TAOCP 7.2.1.3 Exercise 38

An $(s,t)$-combination is represented in this section as a strictly decreasing sequence $c_t > c_{t-1} > \cdots > c_1 \ge 0,$ with $c_j \in {0,1,\dots,n-1}$ and $n=s+t$, satisfying condition (3).

Section 7.2.1.3: Generating All Combinations

Exercise 38. [26] [26] Design a genlex algorithm like Algorithm C for the reverse sequence CR st.

Verified: no
Solve time: 13m25s


Setup

An $(s,t)$-combination is represented in this section as a strictly decreasing sequence

$c_t > c_{t-1} > \cdots > c_1 \ge 0,$

with $c_j \in {0,1,\dots,n-1}$ and $n=s+t$, satisfying condition (3). Algorithm L generates these sequences in lexicographic order by repeatedly increasing the rightmost admissible entry and resetting the suffix to its lexicographically least completion.

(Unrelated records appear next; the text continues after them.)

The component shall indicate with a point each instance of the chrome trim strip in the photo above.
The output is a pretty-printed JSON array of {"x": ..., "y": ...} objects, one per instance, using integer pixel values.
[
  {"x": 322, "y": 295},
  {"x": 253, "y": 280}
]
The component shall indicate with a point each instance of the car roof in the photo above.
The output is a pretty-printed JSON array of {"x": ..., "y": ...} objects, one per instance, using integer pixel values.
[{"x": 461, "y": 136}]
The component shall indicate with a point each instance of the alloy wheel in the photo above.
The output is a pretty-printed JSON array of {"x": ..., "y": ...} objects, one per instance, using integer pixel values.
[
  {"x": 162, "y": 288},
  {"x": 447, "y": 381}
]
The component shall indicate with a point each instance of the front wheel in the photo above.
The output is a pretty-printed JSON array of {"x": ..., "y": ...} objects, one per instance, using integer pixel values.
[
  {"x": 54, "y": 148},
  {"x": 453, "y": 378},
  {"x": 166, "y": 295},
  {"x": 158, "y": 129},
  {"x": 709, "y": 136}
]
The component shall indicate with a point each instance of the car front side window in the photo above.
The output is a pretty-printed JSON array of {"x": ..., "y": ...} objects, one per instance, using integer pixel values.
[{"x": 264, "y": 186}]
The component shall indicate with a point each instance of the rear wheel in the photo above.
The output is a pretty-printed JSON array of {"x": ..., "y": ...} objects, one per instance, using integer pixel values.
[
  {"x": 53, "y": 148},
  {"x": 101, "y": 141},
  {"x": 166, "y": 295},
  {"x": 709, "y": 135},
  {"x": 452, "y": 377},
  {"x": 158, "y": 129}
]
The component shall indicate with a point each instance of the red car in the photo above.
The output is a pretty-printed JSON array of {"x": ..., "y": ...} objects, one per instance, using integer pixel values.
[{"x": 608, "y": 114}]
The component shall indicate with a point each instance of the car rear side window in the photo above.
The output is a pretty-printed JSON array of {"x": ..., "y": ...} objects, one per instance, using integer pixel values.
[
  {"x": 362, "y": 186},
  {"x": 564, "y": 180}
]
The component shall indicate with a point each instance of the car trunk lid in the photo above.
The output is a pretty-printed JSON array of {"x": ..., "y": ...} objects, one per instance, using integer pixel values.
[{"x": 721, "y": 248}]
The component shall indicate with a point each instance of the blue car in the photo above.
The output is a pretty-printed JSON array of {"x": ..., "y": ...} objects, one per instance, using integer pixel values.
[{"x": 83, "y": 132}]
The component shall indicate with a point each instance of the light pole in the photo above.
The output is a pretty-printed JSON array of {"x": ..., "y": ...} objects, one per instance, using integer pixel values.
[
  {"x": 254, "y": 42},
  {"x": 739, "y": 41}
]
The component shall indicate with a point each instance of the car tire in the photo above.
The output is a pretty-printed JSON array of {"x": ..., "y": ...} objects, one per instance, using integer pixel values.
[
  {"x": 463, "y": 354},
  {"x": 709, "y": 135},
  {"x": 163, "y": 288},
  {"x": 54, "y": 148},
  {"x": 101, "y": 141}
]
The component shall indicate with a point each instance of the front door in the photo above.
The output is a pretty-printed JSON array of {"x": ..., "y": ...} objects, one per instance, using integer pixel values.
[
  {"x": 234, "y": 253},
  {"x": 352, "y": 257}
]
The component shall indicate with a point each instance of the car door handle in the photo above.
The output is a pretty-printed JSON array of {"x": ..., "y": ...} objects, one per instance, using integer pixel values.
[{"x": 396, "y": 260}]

Let $C_{st}^R$ denote the reverse lexicographic order on $(s,t)$-combinations, that is, the order obtained by reversing the lexicographic order of the tuples $(c_t,\dots,c_1)$.

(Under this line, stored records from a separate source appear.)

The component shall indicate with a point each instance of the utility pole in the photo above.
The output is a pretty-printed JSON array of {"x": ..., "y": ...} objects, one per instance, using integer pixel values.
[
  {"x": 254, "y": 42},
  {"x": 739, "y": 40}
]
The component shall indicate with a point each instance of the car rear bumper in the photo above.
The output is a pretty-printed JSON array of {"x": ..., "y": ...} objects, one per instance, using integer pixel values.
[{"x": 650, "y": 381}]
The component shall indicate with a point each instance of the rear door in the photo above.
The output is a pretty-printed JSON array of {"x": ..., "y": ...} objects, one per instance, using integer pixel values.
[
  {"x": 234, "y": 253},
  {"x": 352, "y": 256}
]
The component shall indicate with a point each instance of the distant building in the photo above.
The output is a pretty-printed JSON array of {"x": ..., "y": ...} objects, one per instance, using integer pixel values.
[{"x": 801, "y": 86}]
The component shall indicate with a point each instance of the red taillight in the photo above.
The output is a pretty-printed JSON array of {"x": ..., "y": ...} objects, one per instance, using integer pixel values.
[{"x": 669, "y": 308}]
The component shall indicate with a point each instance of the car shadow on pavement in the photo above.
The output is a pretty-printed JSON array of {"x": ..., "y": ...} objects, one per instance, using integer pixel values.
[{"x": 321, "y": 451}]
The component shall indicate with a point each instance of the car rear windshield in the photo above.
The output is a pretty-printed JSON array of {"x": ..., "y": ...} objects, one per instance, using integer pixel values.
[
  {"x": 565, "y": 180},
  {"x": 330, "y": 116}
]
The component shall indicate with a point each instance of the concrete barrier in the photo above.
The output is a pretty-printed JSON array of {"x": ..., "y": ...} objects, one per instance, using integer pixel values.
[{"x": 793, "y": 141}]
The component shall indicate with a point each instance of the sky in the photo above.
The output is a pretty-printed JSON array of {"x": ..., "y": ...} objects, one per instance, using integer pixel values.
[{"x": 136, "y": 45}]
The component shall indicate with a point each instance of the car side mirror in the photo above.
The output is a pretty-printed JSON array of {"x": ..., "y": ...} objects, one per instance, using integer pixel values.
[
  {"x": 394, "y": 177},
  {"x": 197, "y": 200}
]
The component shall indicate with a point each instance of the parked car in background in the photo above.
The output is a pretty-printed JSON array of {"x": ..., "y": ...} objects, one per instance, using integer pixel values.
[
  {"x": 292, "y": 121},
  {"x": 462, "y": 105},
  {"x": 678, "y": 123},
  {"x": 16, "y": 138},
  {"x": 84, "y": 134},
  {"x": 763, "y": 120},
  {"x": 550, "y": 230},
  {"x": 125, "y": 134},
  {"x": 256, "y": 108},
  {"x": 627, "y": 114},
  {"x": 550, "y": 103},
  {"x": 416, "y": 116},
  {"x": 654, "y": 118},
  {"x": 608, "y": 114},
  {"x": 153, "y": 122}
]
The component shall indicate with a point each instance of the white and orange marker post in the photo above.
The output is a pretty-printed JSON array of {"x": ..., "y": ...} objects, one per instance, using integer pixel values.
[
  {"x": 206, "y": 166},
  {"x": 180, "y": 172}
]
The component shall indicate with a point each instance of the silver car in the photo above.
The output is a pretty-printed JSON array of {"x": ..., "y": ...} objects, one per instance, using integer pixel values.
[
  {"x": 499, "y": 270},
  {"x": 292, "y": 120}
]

The task is to construct a genlex algorithm in the style of Algorithm C that generates all $(s,t)$-combinations in the sequence $C_{st}^R$.

Solution

The reverse lexicographic order starts from the lexicographically largest combination. This is obtained by maximizing each coordinate subject to the strict decrease condition (3), hence the initial element is

$c_j \leftarrow n-t+j-1 \quad (1 \le j \le t).$

Each step of a genlex method modifies the rightmost position that can change while preserving feasibility, then forces the suffix into the unique extremal completion consistent with the ordering direction.

For reverse lexicographic order, the sequence is decreasing, so the next element is obtained by decreasing the rightmost coordinate that can still be decreased while respecting the lower bounds $c_j \ge j-1$.

Let $j$ be the largest index such that $c_j > j-1$. If no such $j$ exists, then the current combination is $(t-1,t-2,\dots,0)$ and the algorithm terminates.

Once such a position $j$ is found, the value $c_j$ is decreased by one:

$c_j \leftarrow c_j - 1.$

After this change, the suffix $c_{j-1},c_{j-2},\dots,c_1$ must be reset to the lexicographically largest configuration consistent with the new $c_j$. The maximal decreasing completion under constraint (3) is obtained by forcing consecutive descent:

$c_k \leftarrow c_{k+1} - 1 \quad (k=j-1,j-2,\dots,1).$

This produces the unique maximal suffix because each inequality $c_{k+1} > c_k$ is tight and each $c_k$ is as large as possible subject to $c_k \ge k-1$ and $c_k < c_{k+1}$.

Algorithm $C_{st}^R$ (reverse genlex combinations)

Assume $n \ge t \ge 0$ and $n=s+t$.

Introduce a sentinel $c_0 \leftarrow -1$ for convenience.

R1. [Initialize.] Set $c_j \leftarrow n-t+j-1$ for $1 \le j \le t$.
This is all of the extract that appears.